Reading accents with python-docx


I want to get the plain text of some docx files using python-docx, but I'm struggling with the accents since the text is written in Spanish.

I'm using this answer to read the text:

def getText(filename):
  doc = docx.Document(filename)
  fullText = []
  for para in doc.paragraphs:
      fullText.append(para.text('utf-8'))
  return '\n'.join(fullText)

Which returns things like this:

n\xc3\xbamero //should be número

Is there a way I can get the text with the correct accents?

When I try to write this text to a file using this:

file = open("/mnt/c/Users/lulas/Desktop/inSpanish/txt/course1.txt","w")
file.write(text)

I get this error:

Traceback (most recent call last):
  File "<stdin>", line 1, in <module>
UnicodeEncodeError: 'ascii' codec can't encode character u'\xed' in position 27: ordinal not in range(128)

And it is due to how the accents are read/encoded.


Solution

  • There is no text but encoded text.

    You are creating a text file. A text file is written with a character encoding. The error says the text you are writing to it includes characters that your character encoding doesn't support.

    So, you must either choose a different encoding or not write those characters. Keep in mind 1) the reader must know which encoding the file uses so that must be communicated and/or agreed upon. 2) The original characters might be highly valued so dropping or replacing them could be a poor choice.
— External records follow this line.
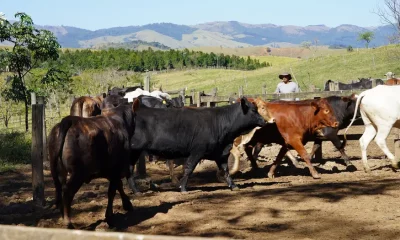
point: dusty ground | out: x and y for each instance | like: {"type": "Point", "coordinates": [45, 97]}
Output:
{"type": "Point", "coordinates": [342, 205]}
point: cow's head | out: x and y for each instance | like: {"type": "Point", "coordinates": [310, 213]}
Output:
{"type": "Point", "coordinates": [262, 109]}
{"type": "Point", "coordinates": [350, 102]}
{"type": "Point", "coordinates": [250, 110]}
{"type": "Point", "coordinates": [323, 114]}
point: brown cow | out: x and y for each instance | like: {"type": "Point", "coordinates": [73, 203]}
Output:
{"type": "Point", "coordinates": [392, 81]}
{"type": "Point", "coordinates": [89, 148]}
{"type": "Point", "coordinates": [296, 122]}
{"type": "Point", "coordinates": [87, 106]}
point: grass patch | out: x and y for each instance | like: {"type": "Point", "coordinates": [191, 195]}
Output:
{"type": "Point", "coordinates": [341, 66]}
{"type": "Point", "coordinates": [15, 149]}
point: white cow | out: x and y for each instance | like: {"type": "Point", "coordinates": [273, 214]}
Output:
{"type": "Point", "coordinates": [138, 92]}
{"type": "Point", "coordinates": [380, 111]}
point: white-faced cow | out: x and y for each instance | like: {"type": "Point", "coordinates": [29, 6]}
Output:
{"type": "Point", "coordinates": [380, 111]}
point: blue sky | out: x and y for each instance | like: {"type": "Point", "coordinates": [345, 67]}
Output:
{"type": "Point", "coordinates": [97, 14]}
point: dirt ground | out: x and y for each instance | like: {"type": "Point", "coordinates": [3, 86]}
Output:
{"type": "Point", "coordinates": [341, 205]}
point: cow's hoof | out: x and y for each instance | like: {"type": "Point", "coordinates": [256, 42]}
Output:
{"type": "Point", "coordinates": [396, 165]}
{"type": "Point", "coordinates": [70, 226]}
{"type": "Point", "coordinates": [367, 169]}
{"type": "Point", "coordinates": [271, 175]}
{"type": "Point", "coordinates": [127, 206]}
{"type": "Point", "coordinates": [110, 222]}
{"type": "Point", "coordinates": [137, 194]}
{"type": "Point", "coordinates": [221, 177]}
{"type": "Point", "coordinates": [316, 176]}
{"type": "Point", "coordinates": [351, 168]}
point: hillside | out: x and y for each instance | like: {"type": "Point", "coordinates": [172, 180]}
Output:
{"type": "Point", "coordinates": [226, 34]}
{"type": "Point", "coordinates": [135, 45]}
{"type": "Point", "coordinates": [342, 66]}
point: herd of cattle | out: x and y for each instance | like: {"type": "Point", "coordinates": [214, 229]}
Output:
{"type": "Point", "coordinates": [104, 136]}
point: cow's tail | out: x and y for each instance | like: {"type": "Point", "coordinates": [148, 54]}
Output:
{"type": "Point", "coordinates": [354, 117]}
{"type": "Point", "coordinates": [55, 146]}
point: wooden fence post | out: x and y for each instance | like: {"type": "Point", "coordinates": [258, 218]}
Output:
{"type": "Point", "coordinates": [37, 154]}
{"type": "Point", "coordinates": [33, 98]}
{"type": "Point", "coordinates": [40, 100]}
{"type": "Point", "coordinates": [183, 95]}
{"type": "Point", "coordinates": [396, 143]}
{"type": "Point", "coordinates": [241, 91]}
{"type": "Point", "coordinates": [373, 82]}
{"type": "Point", "coordinates": [264, 89]}
{"type": "Point", "coordinates": [198, 99]}
{"type": "Point", "coordinates": [193, 94]}
{"type": "Point", "coordinates": [147, 82]}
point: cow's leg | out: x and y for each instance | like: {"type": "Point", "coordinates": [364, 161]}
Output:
{"type": "Point", "coordinates": [316, 146]}
{"type": "Point", "coordinates": [293, 159]}
{"type": "Point", "coordinates": [331, 134]}
{"type": "Point", "coordinates": [69, 190]}
{"type": "Point", "coordinates": [190, 165]}
{"type": "Point", "coordinates": [223, 166]}
{"type": "Point", "coordinates": [112, 188]}
{"type": "Point", "coordinates": [248, 149]}
{"type": "Point", "coordinates": [299, 147]}
{"type": "Point", "coordinates": [174, 178]}
{"type": "Point", "coordinates": [365, 139]}
{"type": "Point", "coordinates": [131, 180]}
{"type": "Point", "coordinates": [380, 139]}
{"type": "Point", "coordinates": [281, 154]}
{"type": "Point", "coordinates": [126, 202]}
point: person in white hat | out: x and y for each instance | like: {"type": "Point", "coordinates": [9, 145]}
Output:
{"type": "Point", "coordinates": [389, 75]}
{"type": "Point", "coordinates": [286, 85]}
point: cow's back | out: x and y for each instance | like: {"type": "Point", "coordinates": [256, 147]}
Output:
{"type": "Point", "coordinates": [381, 102]}
{"type": "Point", "coordinates": [85, 107]}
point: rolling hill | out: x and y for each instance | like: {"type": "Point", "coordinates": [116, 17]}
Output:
{"type": "Point", "coordinates": [222, 34]}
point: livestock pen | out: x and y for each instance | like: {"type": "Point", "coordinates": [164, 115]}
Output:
{"type": "Point", "coordinates": [340, 205]}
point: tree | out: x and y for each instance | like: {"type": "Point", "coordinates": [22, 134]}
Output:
{"type": "Point", "coordinates": [366, 36]}
{"type": "Point", "coordinates": [30, 48]}
{"type": "Point", "coordinates": [390, 14]}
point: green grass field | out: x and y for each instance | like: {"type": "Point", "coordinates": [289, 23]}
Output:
{"type": "Point", "coordinates": [339, 66]}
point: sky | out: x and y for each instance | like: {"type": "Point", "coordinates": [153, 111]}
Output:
{"type": "Point", "coordinates": [98, 14]}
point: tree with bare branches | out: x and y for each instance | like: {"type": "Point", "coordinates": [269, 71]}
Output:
{"type": "Point", "coordinates": [390, 14]}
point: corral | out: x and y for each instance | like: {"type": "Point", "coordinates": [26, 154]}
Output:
{"type": "Point", "coordinates": [342, 205]}
{"type": "Point", "coordinates": [351, 205]}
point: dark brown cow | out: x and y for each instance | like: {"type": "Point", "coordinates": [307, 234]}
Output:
{"type": "Point", "coordinates": [296, 123]}
{"type": "Point", "coordinates": [87, 106]}
{"type": "Point", "coordinates": [89, 148]}
{"type": "Point", "coordinates": [262, 109]}
{"type": "Point", "coordinates": [393, 81]}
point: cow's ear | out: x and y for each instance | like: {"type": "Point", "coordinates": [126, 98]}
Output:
{"type": "Point", "coordinates": [244, 105]}
{"type": "Point", "coordinates": [135, 105]}
{"type": "Point", "coordinates": [353, 96]}
{"type": "Point", "coordinates": [346, 99]}
{"type": "Point", "coordinates": [315, 106]}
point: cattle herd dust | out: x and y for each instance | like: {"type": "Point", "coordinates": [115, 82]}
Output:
{"type": "Point", "coordinates": [340, 205]}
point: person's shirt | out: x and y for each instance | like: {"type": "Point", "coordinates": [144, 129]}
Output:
{"type": "Point", "coordinates": [290, 87]}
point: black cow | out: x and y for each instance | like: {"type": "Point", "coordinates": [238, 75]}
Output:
{"type": "Point", "coordinates": [145, 101]}
{"type": "Point", "coordinates": [89, 148]}
{"type": "Point", "coordinates": [364, 83]}
{"type": "Point", "coordinates": [194, 134]}
{"type": "Point", "coordinates": [343, 108]}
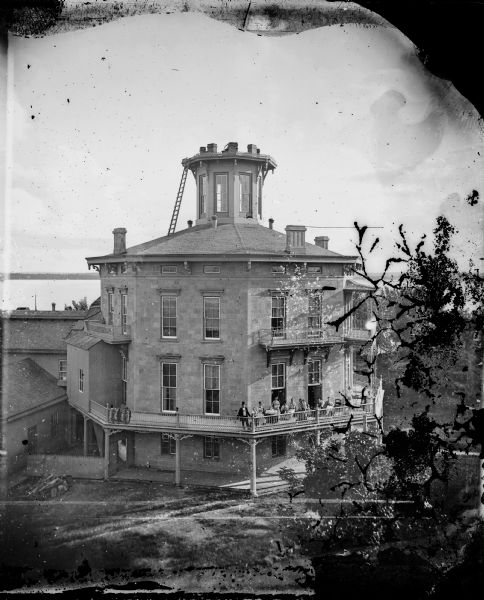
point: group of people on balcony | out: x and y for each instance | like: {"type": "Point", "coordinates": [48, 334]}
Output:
{"type": "Point", "coordinates": [120, 414]}
{"type": "Point", "coordinates": [260, 415]}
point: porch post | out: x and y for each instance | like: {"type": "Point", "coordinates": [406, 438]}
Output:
{"type": "Point", "coordinates": [85, 446]}
{"type": "Point", "coordinates": [253, 480]}
{"type": "Point", "coordinates": [177, 460]}
{"type": "Point", "coordinates": [106, 454]}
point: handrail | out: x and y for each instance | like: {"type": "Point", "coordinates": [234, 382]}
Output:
{"type": "Point", "coordinates": [225, 423]}
{"type": "Point", "coordinates": [298, 335]}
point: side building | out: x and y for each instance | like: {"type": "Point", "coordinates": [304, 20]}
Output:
{"type": "Point", "coordinates": [223, 312]}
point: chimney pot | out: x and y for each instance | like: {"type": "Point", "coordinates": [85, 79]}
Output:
{"type": "Point", "coordinates": [119, 240]}
{"type": "Point", "coordinates": [322, 241]}
{"type": "Point", "coordinates": [296, 238]}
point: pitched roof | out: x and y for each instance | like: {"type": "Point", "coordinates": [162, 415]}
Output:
{"type": "Point", "coordinates": [27, 385]}
{"type": "Point", "coordinates": [31, 333]}
{"type": "Point", "coordinates": [80, 339]}
{"type": "Point", "coordinates": [248, 239]}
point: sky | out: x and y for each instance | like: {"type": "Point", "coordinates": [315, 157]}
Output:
{"type": "Point", "coordinates": [102, 118]}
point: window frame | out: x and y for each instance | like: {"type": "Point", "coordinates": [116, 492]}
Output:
{"type": "Point", "coordinates": [315, 313]}
{"type": "Point", "coordinates": [167, 444]}
{"type": "Point", "coordinates": [278, 331]}
{"type": "Point", "coordinates": [213, 444]}
{"type": "Point", "coordinates": [278, 375]}
{"type": "Point", "coordinates": [202, 194]}
{"type": "Point", "coordinates": [206, 319]}
{"type": "Point", "coordinates": [313, 361]}
{"type": "Point", "coordinates": [279, 446]}
{"type": "Point", "coordinates": [124, 312]}
{"type": "Point", "coordinates": [215, 197]}
{"type": "Point", "coordinates": [124, 377]}
{"type": "Point", "coordinates": [249, 211]}
{"type": "Point", "coordinates": [62, 370]}
{"type": "Point", "coordinates": [168, 387]}
{"type": "Point", "coordinates": [110, 308]}
{"type": "Point", "coordinates": [212, 402]}
{"type": "Point", "coordinates": [54, 424]}
{"type": "Point", "coordinates": [175, 298]}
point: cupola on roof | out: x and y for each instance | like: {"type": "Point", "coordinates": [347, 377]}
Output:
{"type": "Point", "coordinates": [229, 183]}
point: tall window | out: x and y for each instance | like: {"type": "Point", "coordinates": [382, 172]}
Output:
{"type": "Point", "coordinates": [211, 385]}
{"type": "Point", "coordinates": [168, 316]}
{"type": "Point", "coordinates": [211, 318]}
{"type": "Point", "coordinates": [360, 316]}
{"type": "Point", "coordinates": [54, 424]}
{"type": "Point", "coordinates": [221, 192]}
{"type": "Point", "coordinates": [62, 369]}
{"type": "Point", "coordinates": [278, 445]}
{"type": "Point", "coordinates": [168, 386]}
{"type": "Point", "coordinates": [278, 315]}
{"type": "Point", "coordinates": [124, 312]}
{"type": "Point", "coordinates": [245, 180]}
{"type": "Point", "coordinates": [314, 383]}
{"type": "Point", "coordinates": [278, 382]}
{"type": "Point", "coordinates": [259, 196]}
{"type": "Point", "coordinates": [314, 314]}
{"type": "Point", "coordinates": [168, 444]}
{"type": "Point", "coordinates": [202, 194]}
{"type": "Point", "coordinates": [110, 308]}
{"type": "Point", "coordinates": [211, 448]}
{"type": "Point", "coordinates": [124, 378]}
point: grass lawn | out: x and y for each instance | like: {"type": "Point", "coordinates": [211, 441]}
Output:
{"type": "Point", "coordinates": [115, 532]}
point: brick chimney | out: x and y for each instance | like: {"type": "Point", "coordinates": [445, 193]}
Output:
{"type": "Point", "coordinates": [119, 240]}
{"type": "Point", "coordinates": [295, 238]}
{"type": "Point", "coordinates": [322, 241]}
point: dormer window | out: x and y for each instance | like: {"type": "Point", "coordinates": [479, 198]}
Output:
{"type": "Point", "coordinates": [245, 180]}
{"type": "Point", "coordinates": [221, 192]}
{"type": "Point", "coordinates": [202, 195]}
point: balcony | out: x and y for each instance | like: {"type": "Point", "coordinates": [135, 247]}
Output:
{"type": "Point", "coordinates": [298, 337]}
{"type": "Point", "coordinates": [360, 335]}
{"type": "Point", "coordinates": [112, 334]}
{"type": "Point", "coordinates": [228, 426]}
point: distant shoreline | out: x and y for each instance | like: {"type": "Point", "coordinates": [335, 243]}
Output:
{"type": "Point", "coordinates": [51, 276]}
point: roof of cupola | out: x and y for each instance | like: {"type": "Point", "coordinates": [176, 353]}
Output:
{"type": "Point", "coordinates": [226, 239]}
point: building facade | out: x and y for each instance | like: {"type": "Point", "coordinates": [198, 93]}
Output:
{"type": "Point", "coordinates": [223, 312]}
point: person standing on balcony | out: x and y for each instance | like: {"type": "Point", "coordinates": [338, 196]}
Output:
{"type": "Point", "coordinates": [243, 415]}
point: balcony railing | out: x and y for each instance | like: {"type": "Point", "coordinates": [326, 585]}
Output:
{"type": "Point", "coordinates": [213, 424]}
{"type": "Point", "coordinates": [353, 333]}
{"type": "Point", "coordinates": [302, 336]}
{"type": "Point", "coordinates": [109, 333]}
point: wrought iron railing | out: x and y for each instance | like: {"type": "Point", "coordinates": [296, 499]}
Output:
{"type": "Point", "coordinates": [289, 421]}
{"type": "Point", "coordinates": [108, 332]}
{"type": "Point", "coordinates": [299, 336]}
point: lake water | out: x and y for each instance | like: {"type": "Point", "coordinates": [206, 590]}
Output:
{"type": "Point", "coordinates": [22, 292]}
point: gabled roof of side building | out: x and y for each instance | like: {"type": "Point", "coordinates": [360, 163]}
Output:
{"type": "Point", "coordinates": [226, 239]}
{"type": "Point", "coordinates": [27, 386]}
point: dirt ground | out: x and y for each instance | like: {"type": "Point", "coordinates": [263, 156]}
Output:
{"type": "Point", "coordinates": [116, 533]}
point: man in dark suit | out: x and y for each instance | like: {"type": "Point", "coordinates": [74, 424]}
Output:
{"type": "Point", "coordinates": [243, 415]}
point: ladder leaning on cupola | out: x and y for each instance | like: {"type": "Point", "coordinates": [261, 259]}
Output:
{"type": "Point", "coordinates": [176, 208]}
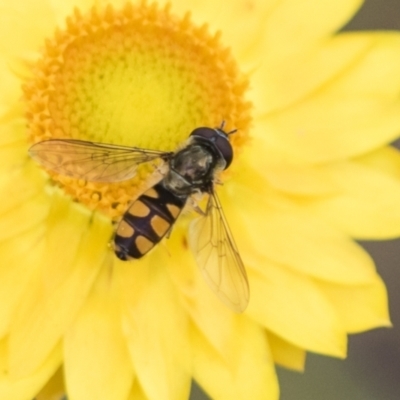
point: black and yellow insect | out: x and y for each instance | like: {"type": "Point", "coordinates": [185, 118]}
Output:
{"type": "Point", "coordinates": [191, 170]}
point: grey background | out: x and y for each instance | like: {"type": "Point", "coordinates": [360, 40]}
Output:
{"type": "Point", "coordinates": [372, 369]}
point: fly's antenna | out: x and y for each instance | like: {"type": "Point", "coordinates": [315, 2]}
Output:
{"type": "Point", "coordinates": [221, 127]}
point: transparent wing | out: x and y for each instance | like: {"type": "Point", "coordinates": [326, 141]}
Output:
{"type": "Point", "coordinates": [92, 161]}
{"type": "Point", "coordinates": [218, 257]}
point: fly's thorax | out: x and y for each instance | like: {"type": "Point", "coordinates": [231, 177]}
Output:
{"type": "Point", "coordinates": [192, 168]}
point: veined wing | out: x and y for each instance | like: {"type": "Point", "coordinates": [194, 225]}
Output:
{"type": "Point", "coordinates": [218, 257]}
{"type": "Point", "coordinates": [97, 162]}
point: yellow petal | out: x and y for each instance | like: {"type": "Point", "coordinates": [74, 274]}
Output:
{"type": "Point", "coordinates": [13, 146]}
{"type": "Point", "coordinates": [10, 87]}
{"type": "Point", "coordinates": [54, 389]}
{"type": "Point", "coordinates": [359, 308]}
{"type": "Point", "coordinates": [368, 205]}
{"type": "Point", "coordinates": [300, 314]}
{"type": "Point", "coordinates": [59, 285]}
{"type": "Point", "coordinates": [250, 375]}
{"type": "Point", "coordinates": [63, 9]}
{"type": "Point", "coordinates": [19, 186]}
{"type": "Point", "coordinates": [137, 392]}
{"type": "Point", "coordinates": [29, 386]}
{"type": "Point", "coordinates": [286, 354]}
{"type": "Point", "coordinates": [385, 159]}
{"type": "Point", "coordinates": [293, 238]}
{"type": "Point", "coordinates": [291, 77]}
{"type": "Point", "coordinates": [213, 318]}
{"type": "Point", "coordinates": [27, 33]}
{"type": "Point", "coordinates": [96, 357]}
{"type": "Point", "coordinates": [354, 112]}
{"type": "Point", "coordinates": [16, 272]}
{"type": "Point", "coordinates": [292, 26]}
{"type": "Point", "coordinates": [156, 329]}
{"type": "Point", "coordinates": [270, 168]}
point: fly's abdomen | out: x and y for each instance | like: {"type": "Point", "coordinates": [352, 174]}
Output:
{"type": "Point", "coordinates": [147, 221]}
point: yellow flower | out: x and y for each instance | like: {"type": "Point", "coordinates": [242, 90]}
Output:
{"type": "Point", "coordinates": [312, 169]}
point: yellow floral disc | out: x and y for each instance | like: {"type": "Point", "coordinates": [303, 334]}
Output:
{"type": "Point", "coordinates": [136, 77]}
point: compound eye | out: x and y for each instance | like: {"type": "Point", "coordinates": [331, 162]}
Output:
{"type": "Point", "coordinates": [218, 139]}
{"type": "Point", "coordinates": [206, 133]}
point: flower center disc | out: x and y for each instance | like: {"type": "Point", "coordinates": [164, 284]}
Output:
{"type": "Point", "coordinates": [137, 77]}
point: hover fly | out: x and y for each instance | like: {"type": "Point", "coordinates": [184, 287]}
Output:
{"type": "Point", "coordinates": [190, 170]}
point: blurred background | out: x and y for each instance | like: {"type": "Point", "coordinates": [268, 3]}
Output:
{"type": "Point", "coordinates": [372, 368]}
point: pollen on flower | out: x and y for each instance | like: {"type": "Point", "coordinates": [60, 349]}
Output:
{"type": "Point", "coordinates": [138, 76]}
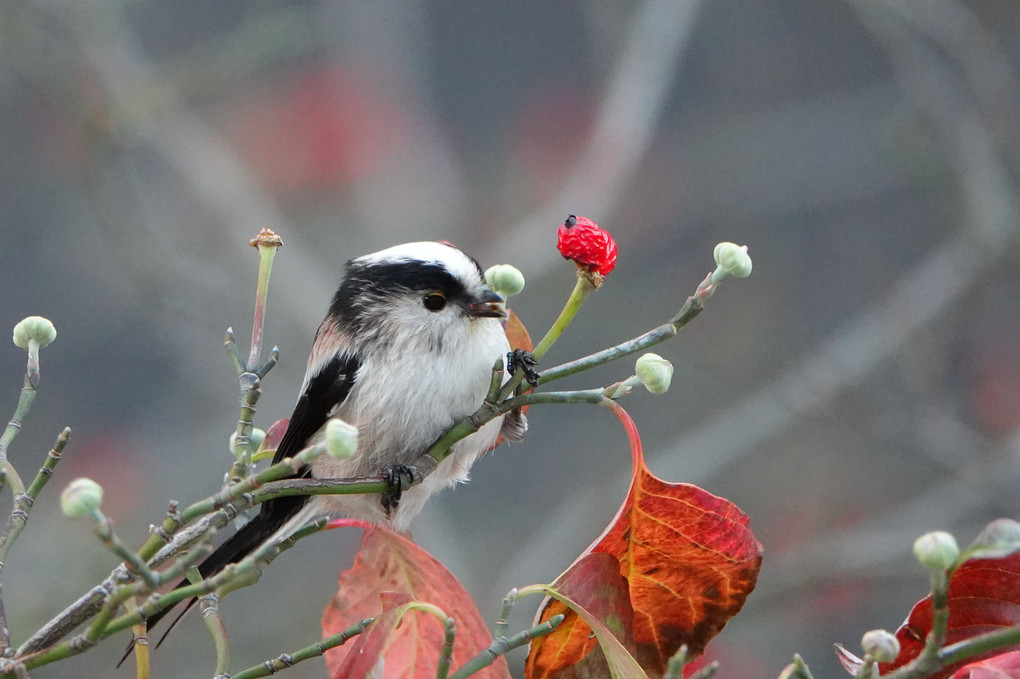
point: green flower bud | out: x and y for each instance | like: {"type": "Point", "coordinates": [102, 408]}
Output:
{"type": "Point", "coordinates": [936, 551]}
{"type": "Point", "coordinates": [34, 328]}
{"type": "Point", "coordinates": [341, 438]}
{"type": "Point", "coordinates": [654, 372]}
{"type": "Point", "coordinates": [257, 436]}
{"type": "Point", "coordinates": [881, 645]}
{"type": "Point", "coordinates": [81, 498]}
{"type": "Point", "coordinates": [506, 280]}
{"type": "Point", "coordinates": [732, 260]}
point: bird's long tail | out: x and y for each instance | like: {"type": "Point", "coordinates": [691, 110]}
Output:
{"type": "Point", "coordinates": [273, 516]}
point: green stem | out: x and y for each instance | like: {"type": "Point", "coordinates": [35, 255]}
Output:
{"type": "Point", "coordinates": [24, 401]}
{"type": "Point", "coordinates": [503, 645]}
{"type": "Point", "coordinates": [446, 653]}
{"type": "Point", "coordinates": [266, 243]}
{"type": "Point", "coordinates": [22, 503]}
{"type": "Point", "coordinates": [313, 650]}
{"type": "Point", "coordinates": [209, 605]}
{"type": "Point", "coordinates": [692, 307]}
{"type": "Point", "coordinates": [581, 290]}
{"type": "Point", "coordinates": [1001, 638]}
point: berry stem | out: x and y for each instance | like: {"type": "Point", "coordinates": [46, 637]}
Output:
{"type": "Point", "coordinates": [581, 290]}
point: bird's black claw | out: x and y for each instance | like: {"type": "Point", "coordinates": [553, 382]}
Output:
{"type": "Point", "coordinates": [520, 358]}
{"type": "Point", "coordinates": [395, 475]}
    Since the source file (docx) uses the Unicode character set, a Unicode encoding might be the optimal choice. For storing and streaming Unicode, UTF-8 is the most common encoding. So,

    file = open("/mnt/c/Users/lulas/Desktop/inSpanish/txt/course1.txt","w", encoding="utf-8")
    file.write(text)
    

    I don't think the problem is with reading. n\xc3\xbamero is a representation of número when encoded in UTF-8. Whatever is showing you it that is just trying to be "helpful".